All over the nation, we are seeing a somewhat scary but also ridiculous trend taking place. Since the unfortunate death of George Floyd in May of last year, there has been a massive movement to cancel and get rid of anything that could even remotely be associated with racism, whiteness, or apparently American history.
Statues and monuments have been toppled, mascots and flags are being changed, and businesses and roads are being renamed.
And nowhere does this seem more prevalent than in liberally held cities like that of Portland, Oregon.
Here, a local high school was renamed just a few months ago. Formerly known as Woodrow Wilson High School, the school now goes by the name of the Ida B. Wells-Barnett High School, as someone decided that as a former president and one who was white, Wilson no longer deserved such an honor.
Ida B. Wells-Barnett, on the other hand, was a woman and one of color, as well as a co-founder of the NAACP. Clearly, she checks all the right boxes…
But that’s not the most ridiculous part of this – not by a long shot.
With the coming of a new name, the school board determined that it might also be time to change out the school’s mascot, a Trojan. While it doesn’t necessarily have ties to whiteness or racism, as it is essentially a mythical creation found in Homer’s Iliad, it apparently didn’t do enough to represent the mission of the left-leaning school board.
So what will the new mascot be?
Well, that hasn’t been fully decided just yet.
The school board was all set to vote and name “the Evergreens” as their new mascot as of Tuesday, March 30, during a Portland Public School Board of Education meeting.
As teacher Ellen Whatmore, who is on the renaming committee for the school, read during the meeting, “Evergreens are characterized by the life-giving force of their foliage, the strength of their massive trunk, and the depth of their roots – in an individual tree and as a forest of trees. They provide shelter and sustenance. They have histories that preclude us and will continue in perpetuity after we are no more.”
It also seems a fitting mascot for a school located in the Pacific Northwest, where much of the mountainous and coastal landscape is thickly inhabited by evergreens of various kinds.
However, at the very last moment, right before the vote, a voice spoke out with a concern about making a tree, something that lynchings used to take place in, as a school mascot.
As The Portland Tribune reported, “Just before the Portland Public Schools Board of Education’s vote to approve the new mascot Tuesday, March 30, Director Michelle DePass shared community concerns of an unwanted correlation between Ida B. Wells – the historic Black activist, and Pulitzer Prize-winning journalist who documented and crusaded against lynching – and a tree which could conjure up reminders of hanging people with ropes from branches.”
Now, you and I both know full well that “evergreens” were not precisely the tree of choice for lynchings. There are simply far too many branches in most cases, even for the more southern growing pines.
And more than one individual pointed this out. Martin Osborne, an African American on the renaming committee, said, “Lynching trees typically are not evergreens,” and added that they “had nothing to do with the horrible history of lynching in the United States.”

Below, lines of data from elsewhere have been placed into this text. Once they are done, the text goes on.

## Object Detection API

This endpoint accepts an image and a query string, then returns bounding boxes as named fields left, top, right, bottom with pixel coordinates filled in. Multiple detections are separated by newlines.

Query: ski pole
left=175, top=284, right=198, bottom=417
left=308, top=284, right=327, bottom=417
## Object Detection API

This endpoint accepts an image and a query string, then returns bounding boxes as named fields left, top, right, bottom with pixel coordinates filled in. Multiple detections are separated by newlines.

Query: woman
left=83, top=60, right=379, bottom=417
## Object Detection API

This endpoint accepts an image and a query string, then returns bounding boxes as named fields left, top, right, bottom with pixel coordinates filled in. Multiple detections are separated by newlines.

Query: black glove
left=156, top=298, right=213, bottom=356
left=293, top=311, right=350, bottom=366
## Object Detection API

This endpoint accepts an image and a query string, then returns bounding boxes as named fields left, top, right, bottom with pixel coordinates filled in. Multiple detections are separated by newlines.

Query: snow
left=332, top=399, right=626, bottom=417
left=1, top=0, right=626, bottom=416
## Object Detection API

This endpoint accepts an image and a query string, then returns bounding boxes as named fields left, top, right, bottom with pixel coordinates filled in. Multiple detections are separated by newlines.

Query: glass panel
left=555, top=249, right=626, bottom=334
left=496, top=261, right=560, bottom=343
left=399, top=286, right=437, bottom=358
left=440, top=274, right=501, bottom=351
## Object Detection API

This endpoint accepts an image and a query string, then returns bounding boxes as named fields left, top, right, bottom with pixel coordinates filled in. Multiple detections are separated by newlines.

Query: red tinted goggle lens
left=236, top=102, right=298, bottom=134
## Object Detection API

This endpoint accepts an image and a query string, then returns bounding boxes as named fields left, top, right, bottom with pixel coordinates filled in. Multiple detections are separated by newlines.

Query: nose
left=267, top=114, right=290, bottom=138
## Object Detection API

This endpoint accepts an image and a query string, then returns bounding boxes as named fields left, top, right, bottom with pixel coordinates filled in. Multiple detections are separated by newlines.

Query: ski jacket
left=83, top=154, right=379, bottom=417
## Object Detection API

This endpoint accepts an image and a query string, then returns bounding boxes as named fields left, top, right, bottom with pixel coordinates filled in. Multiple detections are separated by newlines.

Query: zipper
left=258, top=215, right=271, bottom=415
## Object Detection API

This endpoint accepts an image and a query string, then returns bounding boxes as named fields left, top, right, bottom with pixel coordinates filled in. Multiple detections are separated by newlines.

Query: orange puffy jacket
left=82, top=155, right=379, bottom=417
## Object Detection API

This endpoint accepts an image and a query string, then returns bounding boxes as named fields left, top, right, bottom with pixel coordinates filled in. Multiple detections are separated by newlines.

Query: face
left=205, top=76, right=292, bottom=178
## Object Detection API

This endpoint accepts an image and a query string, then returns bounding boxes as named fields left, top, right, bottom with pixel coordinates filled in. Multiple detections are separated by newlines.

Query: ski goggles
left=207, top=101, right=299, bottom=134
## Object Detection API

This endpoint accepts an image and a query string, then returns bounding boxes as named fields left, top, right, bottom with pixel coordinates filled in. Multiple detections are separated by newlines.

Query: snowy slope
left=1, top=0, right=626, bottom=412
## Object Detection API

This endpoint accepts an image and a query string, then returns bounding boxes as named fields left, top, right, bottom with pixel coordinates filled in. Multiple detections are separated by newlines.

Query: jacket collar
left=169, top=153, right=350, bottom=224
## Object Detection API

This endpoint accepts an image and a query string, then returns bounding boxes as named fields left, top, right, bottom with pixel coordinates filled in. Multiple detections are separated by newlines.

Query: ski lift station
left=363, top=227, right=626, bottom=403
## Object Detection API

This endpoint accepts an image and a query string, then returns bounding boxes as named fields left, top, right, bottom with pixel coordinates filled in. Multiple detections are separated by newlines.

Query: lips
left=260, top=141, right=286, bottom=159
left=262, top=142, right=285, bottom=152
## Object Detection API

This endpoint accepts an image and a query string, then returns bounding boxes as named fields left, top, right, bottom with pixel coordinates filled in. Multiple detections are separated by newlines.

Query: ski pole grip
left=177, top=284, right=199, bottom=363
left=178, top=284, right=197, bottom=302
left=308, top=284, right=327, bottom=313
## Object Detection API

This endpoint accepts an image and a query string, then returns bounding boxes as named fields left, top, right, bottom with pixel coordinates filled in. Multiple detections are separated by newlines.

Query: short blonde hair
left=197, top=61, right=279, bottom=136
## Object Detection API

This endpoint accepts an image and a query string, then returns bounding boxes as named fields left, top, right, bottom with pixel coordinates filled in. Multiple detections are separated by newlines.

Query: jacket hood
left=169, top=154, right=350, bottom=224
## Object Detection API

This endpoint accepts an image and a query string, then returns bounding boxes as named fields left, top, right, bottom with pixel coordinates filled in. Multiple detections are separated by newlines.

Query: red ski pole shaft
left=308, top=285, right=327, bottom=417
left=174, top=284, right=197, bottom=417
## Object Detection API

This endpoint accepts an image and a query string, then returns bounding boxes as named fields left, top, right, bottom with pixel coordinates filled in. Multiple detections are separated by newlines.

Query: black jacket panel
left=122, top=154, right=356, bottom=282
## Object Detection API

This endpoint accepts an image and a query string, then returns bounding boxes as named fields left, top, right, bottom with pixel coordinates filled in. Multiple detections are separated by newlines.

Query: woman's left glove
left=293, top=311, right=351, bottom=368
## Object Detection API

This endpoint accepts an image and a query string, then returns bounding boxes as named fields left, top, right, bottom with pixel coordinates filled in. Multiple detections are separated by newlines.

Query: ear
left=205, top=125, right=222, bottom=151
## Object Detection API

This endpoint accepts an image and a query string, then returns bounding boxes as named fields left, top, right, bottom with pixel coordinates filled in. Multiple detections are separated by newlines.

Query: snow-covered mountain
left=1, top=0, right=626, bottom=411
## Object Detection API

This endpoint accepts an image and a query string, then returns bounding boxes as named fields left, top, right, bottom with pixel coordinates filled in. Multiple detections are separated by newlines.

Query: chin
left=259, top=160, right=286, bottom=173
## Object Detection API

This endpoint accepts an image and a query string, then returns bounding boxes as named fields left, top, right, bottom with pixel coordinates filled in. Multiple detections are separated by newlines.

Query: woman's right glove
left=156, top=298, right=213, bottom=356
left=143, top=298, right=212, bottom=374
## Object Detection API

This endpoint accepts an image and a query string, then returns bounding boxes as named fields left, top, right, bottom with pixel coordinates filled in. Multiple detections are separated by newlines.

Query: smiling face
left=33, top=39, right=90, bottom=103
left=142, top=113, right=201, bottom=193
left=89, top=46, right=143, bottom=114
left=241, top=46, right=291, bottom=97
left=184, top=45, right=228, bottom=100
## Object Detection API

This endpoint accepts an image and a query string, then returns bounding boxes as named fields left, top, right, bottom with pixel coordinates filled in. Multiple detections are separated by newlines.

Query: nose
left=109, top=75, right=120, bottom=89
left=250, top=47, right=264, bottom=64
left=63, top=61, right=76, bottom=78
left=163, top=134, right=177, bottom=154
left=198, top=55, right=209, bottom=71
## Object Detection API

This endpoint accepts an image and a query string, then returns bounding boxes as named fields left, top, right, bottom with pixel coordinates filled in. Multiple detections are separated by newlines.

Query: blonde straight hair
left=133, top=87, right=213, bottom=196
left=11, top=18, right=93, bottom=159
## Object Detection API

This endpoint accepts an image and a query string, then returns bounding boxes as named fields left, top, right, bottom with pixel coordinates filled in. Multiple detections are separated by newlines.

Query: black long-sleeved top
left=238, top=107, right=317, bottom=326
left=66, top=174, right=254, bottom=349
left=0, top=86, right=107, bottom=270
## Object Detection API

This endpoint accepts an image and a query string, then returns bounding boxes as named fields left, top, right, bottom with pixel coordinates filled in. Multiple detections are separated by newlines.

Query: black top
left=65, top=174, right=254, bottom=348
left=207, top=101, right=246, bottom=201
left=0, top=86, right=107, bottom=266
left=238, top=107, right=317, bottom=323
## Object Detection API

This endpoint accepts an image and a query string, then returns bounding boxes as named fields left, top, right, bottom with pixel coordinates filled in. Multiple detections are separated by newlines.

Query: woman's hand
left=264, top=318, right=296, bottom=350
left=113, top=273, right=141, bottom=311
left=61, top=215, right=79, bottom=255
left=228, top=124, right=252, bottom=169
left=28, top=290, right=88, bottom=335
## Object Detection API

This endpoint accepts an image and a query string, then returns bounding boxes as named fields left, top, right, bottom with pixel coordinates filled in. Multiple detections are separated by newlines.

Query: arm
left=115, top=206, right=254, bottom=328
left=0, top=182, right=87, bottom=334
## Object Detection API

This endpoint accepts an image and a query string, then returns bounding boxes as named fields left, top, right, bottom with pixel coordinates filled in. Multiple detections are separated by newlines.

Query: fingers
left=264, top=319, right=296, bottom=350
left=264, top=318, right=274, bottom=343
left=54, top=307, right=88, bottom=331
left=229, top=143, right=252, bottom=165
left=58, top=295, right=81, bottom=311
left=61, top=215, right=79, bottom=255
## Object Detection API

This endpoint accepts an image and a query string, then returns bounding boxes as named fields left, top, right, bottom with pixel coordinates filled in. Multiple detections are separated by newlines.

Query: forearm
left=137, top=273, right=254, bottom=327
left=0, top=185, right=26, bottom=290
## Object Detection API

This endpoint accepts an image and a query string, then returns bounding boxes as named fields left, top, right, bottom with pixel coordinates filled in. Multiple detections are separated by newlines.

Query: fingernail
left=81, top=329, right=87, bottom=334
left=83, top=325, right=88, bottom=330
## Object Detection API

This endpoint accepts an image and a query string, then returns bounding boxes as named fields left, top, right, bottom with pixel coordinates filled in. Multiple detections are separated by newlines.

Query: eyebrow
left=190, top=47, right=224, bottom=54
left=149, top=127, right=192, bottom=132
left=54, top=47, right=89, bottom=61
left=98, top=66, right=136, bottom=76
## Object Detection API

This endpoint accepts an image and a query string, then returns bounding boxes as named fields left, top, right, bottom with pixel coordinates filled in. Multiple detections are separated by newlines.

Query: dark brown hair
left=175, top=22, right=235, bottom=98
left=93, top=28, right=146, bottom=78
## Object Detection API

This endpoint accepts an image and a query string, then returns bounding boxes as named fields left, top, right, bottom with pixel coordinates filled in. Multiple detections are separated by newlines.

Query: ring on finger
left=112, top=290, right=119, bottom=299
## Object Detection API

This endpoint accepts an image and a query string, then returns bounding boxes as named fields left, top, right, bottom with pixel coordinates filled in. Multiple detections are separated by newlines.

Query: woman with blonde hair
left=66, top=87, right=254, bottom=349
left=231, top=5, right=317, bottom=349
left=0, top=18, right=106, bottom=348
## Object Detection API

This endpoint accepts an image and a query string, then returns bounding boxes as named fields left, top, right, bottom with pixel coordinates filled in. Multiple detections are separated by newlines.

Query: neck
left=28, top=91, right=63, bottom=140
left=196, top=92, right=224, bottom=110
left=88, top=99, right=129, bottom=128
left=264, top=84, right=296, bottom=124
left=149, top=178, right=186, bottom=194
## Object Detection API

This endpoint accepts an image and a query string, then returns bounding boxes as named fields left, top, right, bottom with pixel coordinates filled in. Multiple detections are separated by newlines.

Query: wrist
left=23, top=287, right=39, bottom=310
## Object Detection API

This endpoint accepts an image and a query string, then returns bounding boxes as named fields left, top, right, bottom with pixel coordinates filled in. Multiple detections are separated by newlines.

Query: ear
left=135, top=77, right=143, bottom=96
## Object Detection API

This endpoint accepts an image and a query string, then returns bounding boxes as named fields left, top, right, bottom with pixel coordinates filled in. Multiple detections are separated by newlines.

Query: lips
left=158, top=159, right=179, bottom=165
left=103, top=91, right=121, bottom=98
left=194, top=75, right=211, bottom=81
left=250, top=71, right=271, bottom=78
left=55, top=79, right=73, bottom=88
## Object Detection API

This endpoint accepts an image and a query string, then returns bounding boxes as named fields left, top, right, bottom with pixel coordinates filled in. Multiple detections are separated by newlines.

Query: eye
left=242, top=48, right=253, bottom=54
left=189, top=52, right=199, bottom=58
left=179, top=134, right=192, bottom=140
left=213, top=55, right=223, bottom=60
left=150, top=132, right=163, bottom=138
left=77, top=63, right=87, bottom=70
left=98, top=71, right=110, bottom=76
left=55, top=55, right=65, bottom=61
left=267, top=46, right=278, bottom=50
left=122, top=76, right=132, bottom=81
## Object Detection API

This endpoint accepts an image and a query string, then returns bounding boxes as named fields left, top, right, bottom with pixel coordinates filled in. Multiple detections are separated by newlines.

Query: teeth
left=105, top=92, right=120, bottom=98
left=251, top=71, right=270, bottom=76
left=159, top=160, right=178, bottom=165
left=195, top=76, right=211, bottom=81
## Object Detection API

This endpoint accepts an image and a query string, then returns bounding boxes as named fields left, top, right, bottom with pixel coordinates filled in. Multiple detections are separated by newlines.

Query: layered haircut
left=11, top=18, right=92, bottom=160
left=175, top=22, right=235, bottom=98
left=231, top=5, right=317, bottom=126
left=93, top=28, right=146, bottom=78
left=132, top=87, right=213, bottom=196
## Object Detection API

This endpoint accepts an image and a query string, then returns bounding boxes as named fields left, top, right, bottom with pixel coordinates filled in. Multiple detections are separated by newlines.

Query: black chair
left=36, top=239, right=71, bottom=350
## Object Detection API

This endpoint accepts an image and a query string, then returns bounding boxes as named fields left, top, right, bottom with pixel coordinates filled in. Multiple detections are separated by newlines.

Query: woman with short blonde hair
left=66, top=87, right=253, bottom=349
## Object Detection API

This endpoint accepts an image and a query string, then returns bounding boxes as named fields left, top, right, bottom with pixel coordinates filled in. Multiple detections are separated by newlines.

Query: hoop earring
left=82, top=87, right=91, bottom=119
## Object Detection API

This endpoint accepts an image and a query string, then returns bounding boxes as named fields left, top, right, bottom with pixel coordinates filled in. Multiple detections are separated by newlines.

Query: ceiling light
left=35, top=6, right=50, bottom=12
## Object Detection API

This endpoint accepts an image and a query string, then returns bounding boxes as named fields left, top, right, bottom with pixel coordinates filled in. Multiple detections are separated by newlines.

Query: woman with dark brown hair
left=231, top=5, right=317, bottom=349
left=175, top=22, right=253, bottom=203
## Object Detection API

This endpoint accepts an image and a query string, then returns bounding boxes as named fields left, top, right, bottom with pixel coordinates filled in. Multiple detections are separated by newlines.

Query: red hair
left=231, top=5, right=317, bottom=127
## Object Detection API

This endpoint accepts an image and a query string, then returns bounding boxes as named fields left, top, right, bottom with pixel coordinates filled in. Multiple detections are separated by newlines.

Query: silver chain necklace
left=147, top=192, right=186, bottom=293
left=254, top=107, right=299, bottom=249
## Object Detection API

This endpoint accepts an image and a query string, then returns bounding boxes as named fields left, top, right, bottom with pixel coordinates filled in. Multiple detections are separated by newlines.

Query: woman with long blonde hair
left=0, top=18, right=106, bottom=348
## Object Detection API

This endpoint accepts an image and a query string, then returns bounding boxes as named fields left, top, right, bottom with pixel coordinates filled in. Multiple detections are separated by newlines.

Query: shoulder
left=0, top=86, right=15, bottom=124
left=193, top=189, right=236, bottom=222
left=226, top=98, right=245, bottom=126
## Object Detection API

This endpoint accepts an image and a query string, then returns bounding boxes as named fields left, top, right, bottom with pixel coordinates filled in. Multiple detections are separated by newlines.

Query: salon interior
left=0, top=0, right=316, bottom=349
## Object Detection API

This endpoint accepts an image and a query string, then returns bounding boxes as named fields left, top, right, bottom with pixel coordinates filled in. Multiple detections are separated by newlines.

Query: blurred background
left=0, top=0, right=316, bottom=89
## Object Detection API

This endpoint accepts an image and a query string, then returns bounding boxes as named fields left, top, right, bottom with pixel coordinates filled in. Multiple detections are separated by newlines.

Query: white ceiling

But the school board decided to delay the vote until the next meeting nonetheless.
Nationally-known civil rights attorney Leo Terrell thinks the whole thing is absurd.
As he remarked on the subject recently, “I’ve been a civil rights attorney for 30 years. I taught history for seven years. I’ve never had a client complain that a tree (of any kind) is racist. I’ve never had a case that deals with a tree being racist. It devalues true racism in this country. The idea of a tree having some participation in racist activity – there’s no data, there’s no analogy, there’s not historical, analytical approach to such a conclusion.”
In other words, there is nothing, anywhere, that suggests this “concern” should be taken seriously.
And yet, that appears to be just the kind of America we live in today, where trees are just as racist as the people walking under them.